Dubinsky’s money would come in handy if the Jackets decide Sergei Bobrovsky is worth the $10 million annual deal he’ll probably believe is merited after this season.
Bob was much more stout in these playoffs than he’s been in two previous first-round losses to the Penguins, but he wasn’t good enough to get the Jackets past Washington.
Is that his fault, or the fault of the players around him?
Uh, yes it is.
The fourth Washington goal in Game 6 that restored a two-goal Capitals' lead just as Nationwide started to believe a comeback from 3-2 would be possible...that’s a goal Bobrovsky must stop.
Then again, he made several phenomenal saves in a series where he was under siege throughout.
With deficiencies exposed in every area by the Capitals’ depth and talent, the Blue Jackets could theoretically plug some serious holes with the return they’d get from trading a two-time Vezina-winning goal-tender.

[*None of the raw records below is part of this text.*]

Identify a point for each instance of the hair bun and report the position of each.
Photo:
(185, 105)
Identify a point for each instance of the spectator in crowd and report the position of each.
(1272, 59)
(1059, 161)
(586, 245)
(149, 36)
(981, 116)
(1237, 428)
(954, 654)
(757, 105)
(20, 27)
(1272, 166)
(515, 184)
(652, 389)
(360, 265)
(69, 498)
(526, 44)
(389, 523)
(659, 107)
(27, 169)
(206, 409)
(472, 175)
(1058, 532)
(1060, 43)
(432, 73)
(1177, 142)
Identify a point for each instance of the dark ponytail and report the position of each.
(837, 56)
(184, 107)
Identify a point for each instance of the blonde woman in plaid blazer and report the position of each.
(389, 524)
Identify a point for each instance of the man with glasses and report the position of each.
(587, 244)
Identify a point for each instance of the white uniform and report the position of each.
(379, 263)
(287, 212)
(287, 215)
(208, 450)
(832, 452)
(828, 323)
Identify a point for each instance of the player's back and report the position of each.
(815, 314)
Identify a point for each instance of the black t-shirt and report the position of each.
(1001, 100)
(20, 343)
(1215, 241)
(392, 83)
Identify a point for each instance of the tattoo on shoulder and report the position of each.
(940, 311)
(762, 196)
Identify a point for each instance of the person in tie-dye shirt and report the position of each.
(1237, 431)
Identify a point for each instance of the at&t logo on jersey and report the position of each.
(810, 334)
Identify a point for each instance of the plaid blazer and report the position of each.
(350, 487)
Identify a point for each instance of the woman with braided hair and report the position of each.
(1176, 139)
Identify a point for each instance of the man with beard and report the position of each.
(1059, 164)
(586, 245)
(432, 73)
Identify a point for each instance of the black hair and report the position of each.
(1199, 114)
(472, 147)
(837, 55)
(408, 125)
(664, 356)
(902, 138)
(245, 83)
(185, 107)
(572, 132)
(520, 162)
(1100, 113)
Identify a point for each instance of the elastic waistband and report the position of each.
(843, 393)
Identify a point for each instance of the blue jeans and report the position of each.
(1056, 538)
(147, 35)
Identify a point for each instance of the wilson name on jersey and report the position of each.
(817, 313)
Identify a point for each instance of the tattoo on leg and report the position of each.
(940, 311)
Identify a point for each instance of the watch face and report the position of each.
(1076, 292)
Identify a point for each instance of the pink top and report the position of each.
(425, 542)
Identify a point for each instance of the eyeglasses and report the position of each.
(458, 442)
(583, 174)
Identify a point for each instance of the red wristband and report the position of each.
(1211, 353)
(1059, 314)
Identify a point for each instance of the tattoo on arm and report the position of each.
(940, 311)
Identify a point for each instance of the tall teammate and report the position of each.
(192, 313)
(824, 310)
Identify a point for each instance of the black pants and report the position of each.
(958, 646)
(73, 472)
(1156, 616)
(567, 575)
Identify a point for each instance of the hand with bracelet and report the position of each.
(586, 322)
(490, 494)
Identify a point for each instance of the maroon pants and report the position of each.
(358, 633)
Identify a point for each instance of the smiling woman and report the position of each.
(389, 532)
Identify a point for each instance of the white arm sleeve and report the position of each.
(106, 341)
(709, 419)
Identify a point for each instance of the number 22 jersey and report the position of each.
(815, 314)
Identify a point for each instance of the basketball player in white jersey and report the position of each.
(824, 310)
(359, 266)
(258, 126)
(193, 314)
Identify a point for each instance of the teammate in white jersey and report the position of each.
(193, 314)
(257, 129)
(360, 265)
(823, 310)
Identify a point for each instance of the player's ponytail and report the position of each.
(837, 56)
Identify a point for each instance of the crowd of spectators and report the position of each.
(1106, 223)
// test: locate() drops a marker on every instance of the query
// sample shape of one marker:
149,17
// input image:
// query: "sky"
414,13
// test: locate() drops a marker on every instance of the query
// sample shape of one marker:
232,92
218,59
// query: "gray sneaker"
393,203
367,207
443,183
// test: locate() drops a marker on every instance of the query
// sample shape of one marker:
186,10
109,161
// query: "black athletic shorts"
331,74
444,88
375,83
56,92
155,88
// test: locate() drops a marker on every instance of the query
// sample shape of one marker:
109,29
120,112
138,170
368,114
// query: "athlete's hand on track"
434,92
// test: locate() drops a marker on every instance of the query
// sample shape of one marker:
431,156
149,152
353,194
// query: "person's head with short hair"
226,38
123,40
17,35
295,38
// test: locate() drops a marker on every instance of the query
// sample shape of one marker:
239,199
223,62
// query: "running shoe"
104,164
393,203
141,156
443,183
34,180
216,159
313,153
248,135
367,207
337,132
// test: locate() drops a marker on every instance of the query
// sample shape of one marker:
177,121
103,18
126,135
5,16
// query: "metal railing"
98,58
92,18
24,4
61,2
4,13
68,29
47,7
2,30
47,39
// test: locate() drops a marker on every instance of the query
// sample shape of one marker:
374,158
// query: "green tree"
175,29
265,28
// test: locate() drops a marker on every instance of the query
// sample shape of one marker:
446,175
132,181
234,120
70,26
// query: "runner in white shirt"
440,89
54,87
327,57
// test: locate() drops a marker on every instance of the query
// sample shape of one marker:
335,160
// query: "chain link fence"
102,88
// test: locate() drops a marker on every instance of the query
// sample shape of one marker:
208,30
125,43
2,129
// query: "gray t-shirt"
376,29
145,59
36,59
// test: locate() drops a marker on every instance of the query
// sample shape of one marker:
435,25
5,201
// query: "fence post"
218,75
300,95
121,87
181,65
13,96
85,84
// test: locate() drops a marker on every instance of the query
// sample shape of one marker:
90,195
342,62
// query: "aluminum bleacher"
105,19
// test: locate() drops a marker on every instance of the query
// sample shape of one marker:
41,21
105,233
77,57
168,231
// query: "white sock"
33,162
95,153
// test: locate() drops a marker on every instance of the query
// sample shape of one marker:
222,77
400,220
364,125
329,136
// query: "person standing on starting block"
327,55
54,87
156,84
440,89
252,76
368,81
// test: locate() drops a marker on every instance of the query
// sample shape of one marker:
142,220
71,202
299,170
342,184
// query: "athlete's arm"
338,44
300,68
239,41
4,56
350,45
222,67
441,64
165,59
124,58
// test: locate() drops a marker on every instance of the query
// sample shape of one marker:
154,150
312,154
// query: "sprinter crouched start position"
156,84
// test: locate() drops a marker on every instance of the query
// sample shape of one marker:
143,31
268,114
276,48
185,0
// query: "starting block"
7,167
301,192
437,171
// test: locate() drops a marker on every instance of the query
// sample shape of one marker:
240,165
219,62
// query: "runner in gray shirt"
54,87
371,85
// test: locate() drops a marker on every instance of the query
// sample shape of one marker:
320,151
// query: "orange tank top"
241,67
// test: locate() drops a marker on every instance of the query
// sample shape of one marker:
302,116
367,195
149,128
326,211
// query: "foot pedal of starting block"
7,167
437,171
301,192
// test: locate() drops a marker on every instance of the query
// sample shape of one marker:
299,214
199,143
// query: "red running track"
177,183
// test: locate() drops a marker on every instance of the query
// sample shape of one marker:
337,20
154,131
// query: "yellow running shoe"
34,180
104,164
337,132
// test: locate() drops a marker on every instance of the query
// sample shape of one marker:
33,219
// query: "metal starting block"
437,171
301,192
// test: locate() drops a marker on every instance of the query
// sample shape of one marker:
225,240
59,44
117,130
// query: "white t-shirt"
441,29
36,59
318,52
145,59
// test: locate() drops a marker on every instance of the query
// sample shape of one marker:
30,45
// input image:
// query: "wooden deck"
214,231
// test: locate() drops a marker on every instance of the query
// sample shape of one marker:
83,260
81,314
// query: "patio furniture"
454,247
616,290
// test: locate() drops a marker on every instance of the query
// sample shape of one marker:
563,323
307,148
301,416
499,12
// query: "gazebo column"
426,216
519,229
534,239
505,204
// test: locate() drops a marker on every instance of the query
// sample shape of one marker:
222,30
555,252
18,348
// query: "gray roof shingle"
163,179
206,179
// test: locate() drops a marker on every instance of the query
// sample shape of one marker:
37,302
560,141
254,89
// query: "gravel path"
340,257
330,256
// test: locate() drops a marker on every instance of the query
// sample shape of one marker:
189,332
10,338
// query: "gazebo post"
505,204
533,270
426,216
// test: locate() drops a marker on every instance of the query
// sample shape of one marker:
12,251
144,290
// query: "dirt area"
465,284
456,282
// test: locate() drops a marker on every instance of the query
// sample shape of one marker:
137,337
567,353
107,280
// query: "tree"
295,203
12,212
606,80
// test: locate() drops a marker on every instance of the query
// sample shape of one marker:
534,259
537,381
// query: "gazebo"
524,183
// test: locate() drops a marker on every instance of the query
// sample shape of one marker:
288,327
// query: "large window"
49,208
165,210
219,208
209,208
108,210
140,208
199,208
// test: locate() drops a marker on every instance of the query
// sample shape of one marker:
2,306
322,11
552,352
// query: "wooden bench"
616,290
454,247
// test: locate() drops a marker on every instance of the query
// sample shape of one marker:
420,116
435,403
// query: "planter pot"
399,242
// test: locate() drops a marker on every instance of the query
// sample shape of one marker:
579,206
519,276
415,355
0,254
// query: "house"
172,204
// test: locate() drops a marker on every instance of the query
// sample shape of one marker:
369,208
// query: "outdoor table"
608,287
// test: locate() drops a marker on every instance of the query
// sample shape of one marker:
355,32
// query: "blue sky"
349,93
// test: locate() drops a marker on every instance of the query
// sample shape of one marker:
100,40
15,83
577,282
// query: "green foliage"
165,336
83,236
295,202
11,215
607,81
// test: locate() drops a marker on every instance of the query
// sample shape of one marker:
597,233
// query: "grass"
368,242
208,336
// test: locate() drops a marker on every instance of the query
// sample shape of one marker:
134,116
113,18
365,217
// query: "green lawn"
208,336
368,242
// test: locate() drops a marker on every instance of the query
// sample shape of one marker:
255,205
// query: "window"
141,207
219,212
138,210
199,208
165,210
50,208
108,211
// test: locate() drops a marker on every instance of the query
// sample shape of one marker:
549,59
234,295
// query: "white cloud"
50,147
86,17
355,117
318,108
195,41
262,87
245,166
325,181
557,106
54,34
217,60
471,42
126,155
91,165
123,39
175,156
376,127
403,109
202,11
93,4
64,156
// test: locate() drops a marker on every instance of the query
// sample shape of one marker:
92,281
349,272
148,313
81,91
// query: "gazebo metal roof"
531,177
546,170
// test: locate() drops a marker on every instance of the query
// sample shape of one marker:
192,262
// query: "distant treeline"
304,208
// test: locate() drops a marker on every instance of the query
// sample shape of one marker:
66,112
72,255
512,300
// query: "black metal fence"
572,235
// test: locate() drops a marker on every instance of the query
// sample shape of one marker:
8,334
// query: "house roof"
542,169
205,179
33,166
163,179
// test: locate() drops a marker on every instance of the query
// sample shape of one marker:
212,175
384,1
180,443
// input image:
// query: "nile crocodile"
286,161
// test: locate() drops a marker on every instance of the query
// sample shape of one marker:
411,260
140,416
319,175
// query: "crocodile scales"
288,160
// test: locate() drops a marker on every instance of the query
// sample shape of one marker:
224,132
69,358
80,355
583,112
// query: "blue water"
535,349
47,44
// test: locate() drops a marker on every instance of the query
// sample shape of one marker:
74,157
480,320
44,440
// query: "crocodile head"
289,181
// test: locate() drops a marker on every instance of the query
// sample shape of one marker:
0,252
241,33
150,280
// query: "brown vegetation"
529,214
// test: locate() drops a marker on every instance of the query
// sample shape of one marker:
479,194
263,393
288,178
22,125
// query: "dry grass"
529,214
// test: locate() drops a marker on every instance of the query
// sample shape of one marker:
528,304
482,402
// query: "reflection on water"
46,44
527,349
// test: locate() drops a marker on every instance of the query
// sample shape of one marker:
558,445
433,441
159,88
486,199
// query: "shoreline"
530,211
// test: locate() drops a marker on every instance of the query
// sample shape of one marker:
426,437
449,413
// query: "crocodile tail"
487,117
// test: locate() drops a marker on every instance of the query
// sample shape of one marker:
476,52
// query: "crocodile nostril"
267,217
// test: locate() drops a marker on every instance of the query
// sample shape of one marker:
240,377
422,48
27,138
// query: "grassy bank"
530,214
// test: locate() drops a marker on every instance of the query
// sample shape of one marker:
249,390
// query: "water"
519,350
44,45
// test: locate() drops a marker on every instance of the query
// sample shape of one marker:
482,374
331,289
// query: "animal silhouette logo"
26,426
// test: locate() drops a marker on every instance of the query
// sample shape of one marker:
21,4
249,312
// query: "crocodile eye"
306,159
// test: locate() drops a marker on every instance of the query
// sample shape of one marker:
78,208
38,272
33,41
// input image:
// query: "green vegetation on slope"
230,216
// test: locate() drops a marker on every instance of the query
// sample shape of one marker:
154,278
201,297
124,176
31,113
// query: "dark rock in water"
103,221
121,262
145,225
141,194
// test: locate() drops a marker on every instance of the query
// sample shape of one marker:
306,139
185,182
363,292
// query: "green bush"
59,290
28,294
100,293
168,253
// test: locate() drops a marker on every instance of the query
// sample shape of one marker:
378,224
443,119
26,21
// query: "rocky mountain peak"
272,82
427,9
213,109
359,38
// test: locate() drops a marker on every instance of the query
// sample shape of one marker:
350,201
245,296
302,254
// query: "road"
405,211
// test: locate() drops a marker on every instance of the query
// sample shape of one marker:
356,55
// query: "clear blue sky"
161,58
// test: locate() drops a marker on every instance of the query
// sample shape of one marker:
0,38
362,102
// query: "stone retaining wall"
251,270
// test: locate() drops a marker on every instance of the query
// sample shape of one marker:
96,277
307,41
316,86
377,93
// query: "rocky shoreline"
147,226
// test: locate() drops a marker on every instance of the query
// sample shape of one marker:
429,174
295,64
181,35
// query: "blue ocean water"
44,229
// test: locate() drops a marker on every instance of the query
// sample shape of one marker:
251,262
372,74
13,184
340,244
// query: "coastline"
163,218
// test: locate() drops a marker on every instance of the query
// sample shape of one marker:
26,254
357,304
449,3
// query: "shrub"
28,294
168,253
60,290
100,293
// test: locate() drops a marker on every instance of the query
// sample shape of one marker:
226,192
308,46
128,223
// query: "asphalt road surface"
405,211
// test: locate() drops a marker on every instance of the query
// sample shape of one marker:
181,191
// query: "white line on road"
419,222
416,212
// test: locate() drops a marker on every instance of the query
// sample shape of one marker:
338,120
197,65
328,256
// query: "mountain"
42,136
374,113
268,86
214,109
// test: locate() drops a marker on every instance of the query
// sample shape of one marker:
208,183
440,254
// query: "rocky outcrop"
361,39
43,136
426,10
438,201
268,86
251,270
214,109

But trading Bobrovsky and turning the net over to Joonas Korpisalo is a move that, if it goes south, dooms the CBJ to seasons of playoff-free hockey.
Is it wiser to pay Bob and keep him, knowing he can get you to the post-season but may not be good enough to get you very far?
Or is it better save the money, bet on the kid, and use Bobrovsky’s star power to bring a robust haul of centers and forwards the likes of which Pittsburgh and Washington possess?
If you know those answers, go pick up your ringing telephone and share your wisdom with Blue Jackets head of hockey operations, John Davidson.